Poland: yesterday and today

To distinguish between dark and light

I spent today observing the Sabbath in Krakow. I prayed in the morning at the Kupa Synagogue, which was built in 1643, and located in the Kazimierz section of the city, where the Jews of Krakow resided for hundreds of years.

There were about 100 men at the service (more upstairs in the women’s section). Many of them were tourists, mostly from Israel. There were but a few native Jews. The service seemed very disjointed and I did not particularly enjoy it.

After a delicious lunch at the Chabad run restaurant (more on Chabad in a later post), my wife and I walked around the city. It’s a very picturesque place. Unlike Warsaw, its buildings did not suffer at all during World War II. For the evening prayers, I prayed at the Izaac synagogue, which is now the Chabad center in Krakow.
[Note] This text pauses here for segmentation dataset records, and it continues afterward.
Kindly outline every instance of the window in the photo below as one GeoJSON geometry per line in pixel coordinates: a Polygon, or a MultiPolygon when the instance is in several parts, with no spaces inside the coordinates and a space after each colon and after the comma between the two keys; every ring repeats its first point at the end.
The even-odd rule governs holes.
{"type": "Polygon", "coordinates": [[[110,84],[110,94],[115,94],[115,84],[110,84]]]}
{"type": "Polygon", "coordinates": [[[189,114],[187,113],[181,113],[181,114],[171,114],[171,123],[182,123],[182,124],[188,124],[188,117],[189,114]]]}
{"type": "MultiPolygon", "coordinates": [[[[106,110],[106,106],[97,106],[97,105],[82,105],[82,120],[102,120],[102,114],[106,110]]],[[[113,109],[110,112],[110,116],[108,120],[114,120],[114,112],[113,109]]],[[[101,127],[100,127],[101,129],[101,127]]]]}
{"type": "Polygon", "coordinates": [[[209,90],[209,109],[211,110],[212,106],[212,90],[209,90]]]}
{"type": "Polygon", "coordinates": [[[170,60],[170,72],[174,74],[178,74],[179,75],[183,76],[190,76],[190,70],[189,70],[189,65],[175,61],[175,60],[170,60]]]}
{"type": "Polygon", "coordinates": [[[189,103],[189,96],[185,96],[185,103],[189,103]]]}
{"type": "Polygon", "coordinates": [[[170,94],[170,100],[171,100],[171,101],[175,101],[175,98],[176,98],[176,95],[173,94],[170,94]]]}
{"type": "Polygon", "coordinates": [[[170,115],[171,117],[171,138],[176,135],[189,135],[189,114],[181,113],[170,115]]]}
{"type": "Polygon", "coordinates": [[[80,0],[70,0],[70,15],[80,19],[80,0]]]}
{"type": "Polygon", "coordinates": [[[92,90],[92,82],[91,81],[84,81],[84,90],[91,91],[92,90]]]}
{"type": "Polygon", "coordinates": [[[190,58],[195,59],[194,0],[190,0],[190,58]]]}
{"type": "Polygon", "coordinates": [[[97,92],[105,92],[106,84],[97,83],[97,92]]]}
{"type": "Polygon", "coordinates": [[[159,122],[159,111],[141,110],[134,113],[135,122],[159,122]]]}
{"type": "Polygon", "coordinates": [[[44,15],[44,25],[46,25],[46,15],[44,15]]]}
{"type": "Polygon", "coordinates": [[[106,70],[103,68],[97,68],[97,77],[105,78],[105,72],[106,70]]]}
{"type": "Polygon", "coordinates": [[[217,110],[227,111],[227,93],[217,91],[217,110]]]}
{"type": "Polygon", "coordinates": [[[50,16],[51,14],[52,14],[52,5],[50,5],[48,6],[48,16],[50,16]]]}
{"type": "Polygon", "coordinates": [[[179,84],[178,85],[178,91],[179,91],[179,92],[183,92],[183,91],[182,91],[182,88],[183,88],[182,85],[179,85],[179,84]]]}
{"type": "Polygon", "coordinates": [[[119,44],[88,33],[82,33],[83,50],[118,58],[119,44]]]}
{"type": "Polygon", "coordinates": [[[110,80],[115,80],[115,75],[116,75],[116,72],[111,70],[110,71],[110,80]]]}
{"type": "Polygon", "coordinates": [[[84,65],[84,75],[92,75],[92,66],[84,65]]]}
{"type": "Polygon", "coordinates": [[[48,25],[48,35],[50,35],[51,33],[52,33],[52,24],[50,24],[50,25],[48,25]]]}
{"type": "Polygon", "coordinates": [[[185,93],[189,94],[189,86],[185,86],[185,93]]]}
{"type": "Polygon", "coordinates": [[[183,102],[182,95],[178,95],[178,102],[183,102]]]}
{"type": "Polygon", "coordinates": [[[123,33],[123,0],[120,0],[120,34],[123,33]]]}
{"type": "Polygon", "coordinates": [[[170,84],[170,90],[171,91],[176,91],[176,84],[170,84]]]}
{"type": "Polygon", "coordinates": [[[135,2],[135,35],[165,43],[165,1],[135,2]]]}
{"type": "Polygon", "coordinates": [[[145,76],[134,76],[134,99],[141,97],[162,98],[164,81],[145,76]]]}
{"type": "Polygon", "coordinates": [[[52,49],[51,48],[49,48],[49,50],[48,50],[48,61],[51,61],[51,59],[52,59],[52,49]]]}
Like the Kupa synagogue, it is a large building, built in 1644. The interior is quite beautiful, with tall arches and hebrew inscriptions, most of which are now faded, on the walls.

 

Toward the back of the synagogue were photographs of Jewish Krakow in 1936 and scenes of the deportation of Jews to the Krakow Ghetto from where they were sent to their death at the Belzec Death Camp. Again, I felt rather uncomfortable at the services. Here are these buildings, but the community that inhabited them is no more. And here is this neighborhood, once populated by some 65,000 Jews, that is now home mostly to pubs and nightclubs. (To be sure, after the Sabbath ended, my wife and I did visit one of them where we drank some delicious locally brewed vodka.)

At the conclusion of the Sabbath, the Chabad rabbi recited the havdalah blessings, which mark the transition from the holiness of the Sabbath to the regular week. The third of the four blessings of the havdalah ceremony says, “Blessed are you, King of the Universe, who creates the light of the fire.” The overhead lights were turned off, so that only the light of the havdalah candle illuminated the room. I followed the custom of holding up my hands to the light to see the reflection of the candle’s light in my fingernails. As I was standing at the back of the room, far away from the candle, I could see only the faintest hint of the light. The rabbi then recited the fourth and final blessing, which states that God has created the distinction between day and night and between light and dark.

I thought to myself, there is a lot of darkness in this place, much more darkness than light. The image of my barest light in my fingernails reflected the outer reality of the history of this place. Still, there is some light. It is difficult to see, but it has not been completely extinguished.

Tomorrow though, I set out for the most difficult part of my journey, Auschwitz. There I expect to encounter no light, only the darkest of darknesses.